Я был действительно удручен, когда Доната Певцова не стало. Утраты входят в состав нашей жизни, теряем родителей, жен, сестер и вот — живем, “исполняем обязанности”. С годами наши сердца твердеют, способность к страданию все слабей. Великий старик, схоронивший сына, которого безусловно любил, последнего близкого человека, сказал, отойдя от свежей могилы: “Вперед по трупам”. Да, именно так. Помню, я мысленно содрогнулся от этой мужественной реакции, — необъяснимое ощущение: казалось, что меня обожгло колючее прикосновение льда.
Я был тогда относительно молод, мужчина в соку, в расцвете сил. Я просто заставил себя забыть этот столь ухарский вызов смерти. И мне это удалось, забыл. Но вот сегодня он выплыл в сознании. Сразу же вспомнился бравый старец, а прежде всего Донат Певцов, история наших с ним отношений. Сейчас уже ничего не осталось — ни отношений, ни их истории, ни самого Доната Певцова. Только исписанная бумага, которую предстоит воскресить.
“Агрессия — двигатель истории, мотор жизнетворчества.

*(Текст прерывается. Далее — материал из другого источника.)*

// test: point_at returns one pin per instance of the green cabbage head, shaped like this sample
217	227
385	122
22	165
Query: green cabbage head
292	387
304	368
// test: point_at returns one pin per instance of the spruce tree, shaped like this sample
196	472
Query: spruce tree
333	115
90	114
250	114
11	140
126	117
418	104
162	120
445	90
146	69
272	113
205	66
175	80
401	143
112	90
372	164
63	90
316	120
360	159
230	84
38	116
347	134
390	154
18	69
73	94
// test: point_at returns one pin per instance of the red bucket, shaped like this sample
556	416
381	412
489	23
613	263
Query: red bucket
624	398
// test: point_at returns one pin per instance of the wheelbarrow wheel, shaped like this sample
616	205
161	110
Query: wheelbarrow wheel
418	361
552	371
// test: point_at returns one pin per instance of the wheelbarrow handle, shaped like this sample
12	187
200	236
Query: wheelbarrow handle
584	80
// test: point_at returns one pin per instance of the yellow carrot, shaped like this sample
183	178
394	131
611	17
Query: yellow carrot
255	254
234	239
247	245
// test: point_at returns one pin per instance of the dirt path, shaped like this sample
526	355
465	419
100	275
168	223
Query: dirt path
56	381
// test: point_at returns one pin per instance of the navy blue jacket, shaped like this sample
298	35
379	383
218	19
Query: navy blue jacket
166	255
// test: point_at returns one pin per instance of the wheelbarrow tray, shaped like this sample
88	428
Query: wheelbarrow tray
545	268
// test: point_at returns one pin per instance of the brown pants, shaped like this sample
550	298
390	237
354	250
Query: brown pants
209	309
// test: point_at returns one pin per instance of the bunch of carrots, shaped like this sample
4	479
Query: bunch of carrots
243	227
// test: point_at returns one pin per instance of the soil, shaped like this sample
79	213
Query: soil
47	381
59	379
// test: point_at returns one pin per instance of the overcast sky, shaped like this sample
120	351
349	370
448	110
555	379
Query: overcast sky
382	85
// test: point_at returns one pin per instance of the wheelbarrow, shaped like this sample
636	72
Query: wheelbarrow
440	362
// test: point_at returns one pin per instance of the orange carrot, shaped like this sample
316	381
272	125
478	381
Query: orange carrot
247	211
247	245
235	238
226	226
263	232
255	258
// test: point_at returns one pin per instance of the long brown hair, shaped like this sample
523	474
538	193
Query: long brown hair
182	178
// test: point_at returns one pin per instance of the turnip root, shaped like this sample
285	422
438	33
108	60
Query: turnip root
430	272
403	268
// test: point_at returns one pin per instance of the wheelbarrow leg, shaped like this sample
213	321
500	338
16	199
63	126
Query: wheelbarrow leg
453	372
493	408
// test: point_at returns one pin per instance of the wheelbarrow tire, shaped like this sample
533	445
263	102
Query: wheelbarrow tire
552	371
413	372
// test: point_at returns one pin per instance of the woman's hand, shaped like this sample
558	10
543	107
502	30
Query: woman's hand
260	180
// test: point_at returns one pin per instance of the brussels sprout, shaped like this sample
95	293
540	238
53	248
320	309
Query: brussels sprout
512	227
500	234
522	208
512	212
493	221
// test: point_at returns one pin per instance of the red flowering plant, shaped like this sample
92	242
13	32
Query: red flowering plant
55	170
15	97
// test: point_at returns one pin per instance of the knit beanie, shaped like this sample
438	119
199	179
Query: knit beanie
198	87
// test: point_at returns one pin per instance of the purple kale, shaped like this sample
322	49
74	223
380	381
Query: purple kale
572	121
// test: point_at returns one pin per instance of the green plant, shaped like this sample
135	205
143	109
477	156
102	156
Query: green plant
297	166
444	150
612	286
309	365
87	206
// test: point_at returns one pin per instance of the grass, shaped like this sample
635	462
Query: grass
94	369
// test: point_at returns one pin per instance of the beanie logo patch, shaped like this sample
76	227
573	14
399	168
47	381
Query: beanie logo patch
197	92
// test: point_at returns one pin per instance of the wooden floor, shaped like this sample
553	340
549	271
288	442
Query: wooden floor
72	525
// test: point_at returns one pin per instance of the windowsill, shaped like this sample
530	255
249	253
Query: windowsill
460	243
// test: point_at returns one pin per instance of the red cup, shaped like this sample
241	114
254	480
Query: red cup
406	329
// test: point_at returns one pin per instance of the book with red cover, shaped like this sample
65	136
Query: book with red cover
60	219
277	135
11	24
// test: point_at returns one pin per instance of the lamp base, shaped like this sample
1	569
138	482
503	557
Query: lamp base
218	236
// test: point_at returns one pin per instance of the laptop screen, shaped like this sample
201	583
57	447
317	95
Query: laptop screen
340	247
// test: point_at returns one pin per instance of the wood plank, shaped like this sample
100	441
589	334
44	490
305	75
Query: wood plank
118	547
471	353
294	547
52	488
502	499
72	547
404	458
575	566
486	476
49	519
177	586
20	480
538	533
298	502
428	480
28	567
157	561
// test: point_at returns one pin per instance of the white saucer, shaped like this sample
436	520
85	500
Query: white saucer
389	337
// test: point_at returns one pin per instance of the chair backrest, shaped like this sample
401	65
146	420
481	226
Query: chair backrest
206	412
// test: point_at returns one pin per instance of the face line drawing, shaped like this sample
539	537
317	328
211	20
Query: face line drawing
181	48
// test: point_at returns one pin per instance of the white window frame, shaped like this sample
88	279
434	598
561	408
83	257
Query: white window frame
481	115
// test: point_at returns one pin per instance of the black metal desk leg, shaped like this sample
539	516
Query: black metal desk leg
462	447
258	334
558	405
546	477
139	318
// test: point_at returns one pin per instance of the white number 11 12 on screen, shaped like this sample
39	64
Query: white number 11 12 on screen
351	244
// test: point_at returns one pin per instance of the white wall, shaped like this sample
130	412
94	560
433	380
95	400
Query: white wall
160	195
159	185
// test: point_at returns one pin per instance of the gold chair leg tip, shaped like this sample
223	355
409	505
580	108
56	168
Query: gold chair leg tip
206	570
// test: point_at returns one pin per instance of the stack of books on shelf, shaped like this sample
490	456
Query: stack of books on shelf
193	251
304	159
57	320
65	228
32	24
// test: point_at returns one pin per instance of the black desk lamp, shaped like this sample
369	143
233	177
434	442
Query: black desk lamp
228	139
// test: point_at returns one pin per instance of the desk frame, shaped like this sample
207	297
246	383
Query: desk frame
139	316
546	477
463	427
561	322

С каждым днем мне все яснее, что так и есть, пусть даже эта мрачная истина противоречит моей природе и задевает мой образ жизни. Не говоря уже о сознании. Неповоротливые особи, к которым я себя отношу, могут ворчливо напоминать о высших ценностях, о созерцательности, об отрицании суеты — от этих высокопарных словечек никто не уймется и не прозреет, движение не замедлит хода.